When you are finished scraping, add the pork back into the pan. Reduce heat to low, cover, and simmer for 15 minutes, turning occasionally.


At the end of simmering, the sauce should have thickened.



Flash Fried Brussel Sprouts with Lemon and Parmesan

While the pork marsala is simmering, I clean up any dishes and prep and cook the brussel sprouts.

For this recipe you will need fresh brussel sprouts (as many as your family will eat); 3 tablespoons olive oil, 1 lemon, grated parmesan cheese, and salt and pepper to taste.


Prep the brussel sprouts by washing, trimming the stem, removing a couple of outer leaves, and slicing them in half through the stem.


In a frying pan, heat the olive oil over medium-high heat and toss in the brussel sprouts.


Allow the brussel sprouts to brown, then stir or flip to brown the other side.  The sprouts should form crispy bits. This usually take about 2 minutes per side. 


Once the sprouts have browned up nicely, slice a lemon in half, and squeeze the juice from the entire lemon into the pan. Add salt and pepper to taste, and cover the pan. Let the sprouts cook covered for another 3 minutes.
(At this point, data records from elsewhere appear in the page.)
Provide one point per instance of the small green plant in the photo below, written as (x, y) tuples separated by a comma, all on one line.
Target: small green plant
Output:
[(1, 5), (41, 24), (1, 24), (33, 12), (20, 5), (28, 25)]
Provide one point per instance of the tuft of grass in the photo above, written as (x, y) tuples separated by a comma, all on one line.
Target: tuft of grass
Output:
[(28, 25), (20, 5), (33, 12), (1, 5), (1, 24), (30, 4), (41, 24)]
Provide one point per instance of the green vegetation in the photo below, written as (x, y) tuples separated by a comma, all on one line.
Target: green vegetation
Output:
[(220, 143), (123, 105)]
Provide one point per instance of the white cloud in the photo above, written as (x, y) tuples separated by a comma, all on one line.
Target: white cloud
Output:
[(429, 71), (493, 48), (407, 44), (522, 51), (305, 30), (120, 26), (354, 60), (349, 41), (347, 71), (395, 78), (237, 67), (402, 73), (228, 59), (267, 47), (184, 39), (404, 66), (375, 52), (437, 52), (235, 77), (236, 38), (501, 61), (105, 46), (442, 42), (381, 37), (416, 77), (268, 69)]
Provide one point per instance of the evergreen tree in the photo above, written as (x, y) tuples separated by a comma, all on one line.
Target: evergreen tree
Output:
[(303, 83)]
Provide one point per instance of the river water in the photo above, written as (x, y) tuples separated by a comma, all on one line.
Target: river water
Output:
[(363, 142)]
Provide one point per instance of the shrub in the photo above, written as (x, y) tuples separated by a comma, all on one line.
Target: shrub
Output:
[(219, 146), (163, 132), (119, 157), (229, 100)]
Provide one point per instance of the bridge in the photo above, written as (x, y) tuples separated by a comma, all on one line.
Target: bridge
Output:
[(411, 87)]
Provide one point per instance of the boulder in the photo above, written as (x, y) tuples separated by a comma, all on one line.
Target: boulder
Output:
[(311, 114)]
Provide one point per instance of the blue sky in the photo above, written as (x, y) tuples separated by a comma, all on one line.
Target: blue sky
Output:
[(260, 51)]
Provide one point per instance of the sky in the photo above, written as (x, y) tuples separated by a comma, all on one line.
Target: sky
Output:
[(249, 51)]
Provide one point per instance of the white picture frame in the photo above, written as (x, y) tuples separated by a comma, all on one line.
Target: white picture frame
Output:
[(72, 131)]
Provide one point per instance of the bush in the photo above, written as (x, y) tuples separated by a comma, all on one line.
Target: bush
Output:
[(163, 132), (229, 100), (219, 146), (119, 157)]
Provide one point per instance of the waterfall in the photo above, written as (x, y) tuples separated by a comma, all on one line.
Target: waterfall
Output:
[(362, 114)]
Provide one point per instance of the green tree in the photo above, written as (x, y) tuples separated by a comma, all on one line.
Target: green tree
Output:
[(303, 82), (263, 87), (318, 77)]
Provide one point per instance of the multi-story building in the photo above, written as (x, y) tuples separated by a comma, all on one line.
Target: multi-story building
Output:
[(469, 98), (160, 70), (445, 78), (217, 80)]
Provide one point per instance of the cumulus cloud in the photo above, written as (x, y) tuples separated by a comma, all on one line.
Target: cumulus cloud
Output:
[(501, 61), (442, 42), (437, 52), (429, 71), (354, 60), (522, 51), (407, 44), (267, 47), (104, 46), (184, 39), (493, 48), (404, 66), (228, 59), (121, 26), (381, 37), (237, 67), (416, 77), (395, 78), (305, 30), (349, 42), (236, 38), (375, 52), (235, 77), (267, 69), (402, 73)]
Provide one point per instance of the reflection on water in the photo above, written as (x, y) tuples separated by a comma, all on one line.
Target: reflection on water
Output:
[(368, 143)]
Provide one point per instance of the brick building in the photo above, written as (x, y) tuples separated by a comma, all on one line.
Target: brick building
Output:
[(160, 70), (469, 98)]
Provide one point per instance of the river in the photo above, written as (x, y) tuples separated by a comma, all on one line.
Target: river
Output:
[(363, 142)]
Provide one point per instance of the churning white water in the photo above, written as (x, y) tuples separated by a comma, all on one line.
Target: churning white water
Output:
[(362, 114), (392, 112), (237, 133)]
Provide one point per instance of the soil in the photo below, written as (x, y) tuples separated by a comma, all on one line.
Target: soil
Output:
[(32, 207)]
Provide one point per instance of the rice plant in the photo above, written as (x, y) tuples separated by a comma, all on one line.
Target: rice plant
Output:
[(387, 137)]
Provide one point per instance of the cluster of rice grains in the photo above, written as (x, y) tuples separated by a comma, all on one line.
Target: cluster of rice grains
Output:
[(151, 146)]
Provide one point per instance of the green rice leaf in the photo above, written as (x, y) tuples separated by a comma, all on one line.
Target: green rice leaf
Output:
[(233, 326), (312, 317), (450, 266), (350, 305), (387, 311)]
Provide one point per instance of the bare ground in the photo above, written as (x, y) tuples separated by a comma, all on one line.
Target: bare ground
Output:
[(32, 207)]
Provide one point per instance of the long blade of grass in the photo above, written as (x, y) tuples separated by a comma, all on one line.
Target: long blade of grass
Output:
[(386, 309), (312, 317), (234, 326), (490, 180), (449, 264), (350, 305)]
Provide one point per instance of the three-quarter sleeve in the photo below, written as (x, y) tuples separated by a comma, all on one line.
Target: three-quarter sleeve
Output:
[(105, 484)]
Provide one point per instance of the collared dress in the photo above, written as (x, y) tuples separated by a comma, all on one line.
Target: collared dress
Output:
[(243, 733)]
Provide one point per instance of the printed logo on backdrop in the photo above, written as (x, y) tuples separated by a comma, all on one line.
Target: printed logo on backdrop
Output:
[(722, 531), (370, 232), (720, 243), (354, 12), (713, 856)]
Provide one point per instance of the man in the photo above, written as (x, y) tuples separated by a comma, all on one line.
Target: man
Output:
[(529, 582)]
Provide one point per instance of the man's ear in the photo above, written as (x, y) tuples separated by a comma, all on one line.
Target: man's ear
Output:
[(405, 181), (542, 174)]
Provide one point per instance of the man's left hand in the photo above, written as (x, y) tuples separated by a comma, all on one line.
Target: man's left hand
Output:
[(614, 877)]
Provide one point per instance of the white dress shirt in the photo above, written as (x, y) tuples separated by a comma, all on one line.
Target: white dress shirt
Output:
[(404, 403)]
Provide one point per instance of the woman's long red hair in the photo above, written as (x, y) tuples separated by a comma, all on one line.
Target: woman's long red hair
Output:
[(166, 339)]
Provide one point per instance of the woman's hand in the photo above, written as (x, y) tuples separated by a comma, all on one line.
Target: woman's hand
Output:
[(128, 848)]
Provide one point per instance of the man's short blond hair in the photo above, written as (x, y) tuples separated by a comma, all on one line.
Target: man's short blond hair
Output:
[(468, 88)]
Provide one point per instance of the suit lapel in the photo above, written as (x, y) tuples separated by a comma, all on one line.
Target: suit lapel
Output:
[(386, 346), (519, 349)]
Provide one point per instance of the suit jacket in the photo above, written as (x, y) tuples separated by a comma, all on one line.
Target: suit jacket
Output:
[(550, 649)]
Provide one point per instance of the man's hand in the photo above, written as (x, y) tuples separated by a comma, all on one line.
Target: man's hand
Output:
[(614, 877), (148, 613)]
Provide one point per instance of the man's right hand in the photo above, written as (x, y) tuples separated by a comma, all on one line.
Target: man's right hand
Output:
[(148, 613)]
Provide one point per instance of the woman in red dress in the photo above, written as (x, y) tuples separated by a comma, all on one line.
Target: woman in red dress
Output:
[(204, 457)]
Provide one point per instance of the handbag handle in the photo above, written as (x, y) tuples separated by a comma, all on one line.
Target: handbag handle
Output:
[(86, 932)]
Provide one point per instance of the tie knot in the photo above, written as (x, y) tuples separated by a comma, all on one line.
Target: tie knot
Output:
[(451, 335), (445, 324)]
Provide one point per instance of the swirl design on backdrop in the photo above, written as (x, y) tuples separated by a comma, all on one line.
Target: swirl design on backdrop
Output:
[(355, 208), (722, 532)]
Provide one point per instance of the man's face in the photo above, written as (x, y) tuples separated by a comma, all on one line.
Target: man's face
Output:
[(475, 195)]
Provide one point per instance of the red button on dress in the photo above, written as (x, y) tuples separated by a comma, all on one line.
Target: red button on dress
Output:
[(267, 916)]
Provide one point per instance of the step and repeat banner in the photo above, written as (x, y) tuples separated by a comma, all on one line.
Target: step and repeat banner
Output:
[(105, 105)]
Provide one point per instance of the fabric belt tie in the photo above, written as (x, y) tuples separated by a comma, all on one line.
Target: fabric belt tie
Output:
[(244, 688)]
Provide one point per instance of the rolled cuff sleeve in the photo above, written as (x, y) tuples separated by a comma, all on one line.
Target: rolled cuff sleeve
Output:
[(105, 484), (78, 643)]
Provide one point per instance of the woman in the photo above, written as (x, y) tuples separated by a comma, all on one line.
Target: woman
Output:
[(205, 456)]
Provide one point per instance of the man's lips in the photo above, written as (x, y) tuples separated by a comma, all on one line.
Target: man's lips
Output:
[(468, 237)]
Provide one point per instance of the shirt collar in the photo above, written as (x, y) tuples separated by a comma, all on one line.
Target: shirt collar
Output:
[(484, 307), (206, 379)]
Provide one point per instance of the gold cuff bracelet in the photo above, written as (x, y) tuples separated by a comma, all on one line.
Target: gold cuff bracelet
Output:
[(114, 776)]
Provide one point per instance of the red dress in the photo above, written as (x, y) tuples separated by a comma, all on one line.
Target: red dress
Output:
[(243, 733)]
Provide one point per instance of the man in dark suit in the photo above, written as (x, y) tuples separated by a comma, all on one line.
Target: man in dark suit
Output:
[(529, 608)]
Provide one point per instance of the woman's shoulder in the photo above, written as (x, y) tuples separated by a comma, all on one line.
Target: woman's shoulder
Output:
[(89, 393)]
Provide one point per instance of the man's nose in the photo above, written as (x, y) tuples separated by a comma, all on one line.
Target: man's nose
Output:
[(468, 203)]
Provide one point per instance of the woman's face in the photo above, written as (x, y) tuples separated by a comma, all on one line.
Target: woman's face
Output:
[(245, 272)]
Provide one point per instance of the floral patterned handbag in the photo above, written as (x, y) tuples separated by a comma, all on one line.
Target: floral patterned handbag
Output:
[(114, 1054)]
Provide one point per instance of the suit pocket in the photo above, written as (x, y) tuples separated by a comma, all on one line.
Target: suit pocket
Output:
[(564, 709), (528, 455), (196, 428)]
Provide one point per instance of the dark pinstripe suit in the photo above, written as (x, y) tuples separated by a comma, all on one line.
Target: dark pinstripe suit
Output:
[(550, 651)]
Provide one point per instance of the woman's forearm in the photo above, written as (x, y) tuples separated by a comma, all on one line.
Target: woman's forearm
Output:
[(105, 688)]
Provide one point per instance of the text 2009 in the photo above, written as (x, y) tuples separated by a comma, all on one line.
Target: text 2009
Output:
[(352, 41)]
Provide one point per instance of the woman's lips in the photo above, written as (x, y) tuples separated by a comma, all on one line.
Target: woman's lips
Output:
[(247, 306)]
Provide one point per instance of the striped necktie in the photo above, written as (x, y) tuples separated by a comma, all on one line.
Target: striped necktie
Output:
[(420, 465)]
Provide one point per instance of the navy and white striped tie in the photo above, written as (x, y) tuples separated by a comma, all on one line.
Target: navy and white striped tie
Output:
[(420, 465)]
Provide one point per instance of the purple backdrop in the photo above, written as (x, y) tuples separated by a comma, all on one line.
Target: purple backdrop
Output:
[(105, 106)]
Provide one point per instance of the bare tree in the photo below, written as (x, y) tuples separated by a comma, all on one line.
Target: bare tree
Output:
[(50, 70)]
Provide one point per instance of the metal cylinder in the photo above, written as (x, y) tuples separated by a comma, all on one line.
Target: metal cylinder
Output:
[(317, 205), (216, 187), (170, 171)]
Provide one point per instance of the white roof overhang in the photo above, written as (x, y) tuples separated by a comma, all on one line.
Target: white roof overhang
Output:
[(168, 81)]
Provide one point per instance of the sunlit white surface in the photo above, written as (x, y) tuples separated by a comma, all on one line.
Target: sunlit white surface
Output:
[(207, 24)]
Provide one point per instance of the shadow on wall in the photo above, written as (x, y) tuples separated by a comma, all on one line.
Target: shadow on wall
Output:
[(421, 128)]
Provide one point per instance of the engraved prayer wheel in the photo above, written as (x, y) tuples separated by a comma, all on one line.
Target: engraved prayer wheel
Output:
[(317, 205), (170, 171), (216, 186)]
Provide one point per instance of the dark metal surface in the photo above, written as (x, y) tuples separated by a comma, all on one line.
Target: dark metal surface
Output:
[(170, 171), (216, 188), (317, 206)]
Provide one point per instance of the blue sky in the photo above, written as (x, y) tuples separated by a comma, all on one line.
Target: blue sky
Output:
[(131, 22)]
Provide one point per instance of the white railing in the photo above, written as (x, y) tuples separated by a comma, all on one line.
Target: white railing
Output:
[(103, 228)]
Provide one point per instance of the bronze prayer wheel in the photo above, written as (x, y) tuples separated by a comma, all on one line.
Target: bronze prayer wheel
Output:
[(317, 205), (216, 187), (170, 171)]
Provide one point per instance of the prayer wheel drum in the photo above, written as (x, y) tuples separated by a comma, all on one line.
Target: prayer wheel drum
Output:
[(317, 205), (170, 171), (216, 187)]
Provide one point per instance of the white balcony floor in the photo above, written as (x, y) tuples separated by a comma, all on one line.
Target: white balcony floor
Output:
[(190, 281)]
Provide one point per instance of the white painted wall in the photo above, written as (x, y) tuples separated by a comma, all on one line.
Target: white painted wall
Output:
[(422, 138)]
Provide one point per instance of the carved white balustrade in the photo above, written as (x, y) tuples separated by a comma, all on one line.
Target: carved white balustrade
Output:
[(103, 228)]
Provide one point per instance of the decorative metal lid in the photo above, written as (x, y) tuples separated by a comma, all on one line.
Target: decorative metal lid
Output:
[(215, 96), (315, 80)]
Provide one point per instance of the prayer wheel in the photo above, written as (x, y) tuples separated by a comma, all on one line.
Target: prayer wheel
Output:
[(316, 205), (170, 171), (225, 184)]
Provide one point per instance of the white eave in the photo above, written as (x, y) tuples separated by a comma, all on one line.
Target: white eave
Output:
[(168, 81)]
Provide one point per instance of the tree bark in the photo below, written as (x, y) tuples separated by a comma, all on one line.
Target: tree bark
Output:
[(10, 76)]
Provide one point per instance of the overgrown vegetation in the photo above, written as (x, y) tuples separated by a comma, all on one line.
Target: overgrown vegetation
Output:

When finished, place the brussel sprouts in a bowl and sprinkle with parmesan cheese.  The sprouts should not be soggy, but rather, al dente.



Plated Pork Marsala and Flash Fried Brussels Sprouts


Enjoy!


Recipe Card

Pork Marsala

Ingredients
Boneless pork loin
1 pound of sliced mushrooms, I prefer baby bella but button mushrooms will do
8 sliced green onions, greens included
2 cloves garlic, minced
1/4 cup olive oil
3 tablespoons butter
2 tablespoons fresh oregano, minced
1-1/2 cups marsala wine
1/2 cup flour
Salt and pepper to taste

Directions
1.  Prep the pork first by slicing 6 pieces, each a half inch thick. I freeze the remaining pork loin to use another time.  Place a single piece of pork loin between two sheets of wax paper, and using a meat mallet with the smooth side down, pound the loin until it is almost see-through.
2.  In a large zip lock bag, place the flour, the oregano, and salt and pepper to taste.  Place the pounded pork loin pieces in the baggie and shake up and down to coat thoroughly.
3.  In a large, heavy-bottomed frying pan, heat the butter and olive oil over medium-high heat.  Place the pork medallions in the pan. Sprinkle any left-over flour in the bag onto the medallions in the pan. Brown on both sides.  When the medallions are browned, remove them to a plate. 
4.  In the same pan, add the onion and garlic. Sauté for a minute, then add the mushrooms, stirring and sautéing until the mushrooms become soft. Add the marsala and deglaze the pan by scraping up the brown bits from the bottom.When you are finished scraping, add the pork back into the pan. Reduce heat to low, cover, and simmer for 15 minutes, turning occasionally.
5.  Serve.






Comments

  1. I got beautiful pork from my favorite boucherie here in Paris yesterday and cooked it with green peppercorn/mustard/cream sauce. I will definitely try this recipe the next time I cook pork - love veal marsala,and this sounds like a lovely change - thanks, Amy!

    ReplyDelete
  2. Wanda, that sauce sounds heavenly! Wouldn't we have a blast of we could shop and cook together in Paris?!!!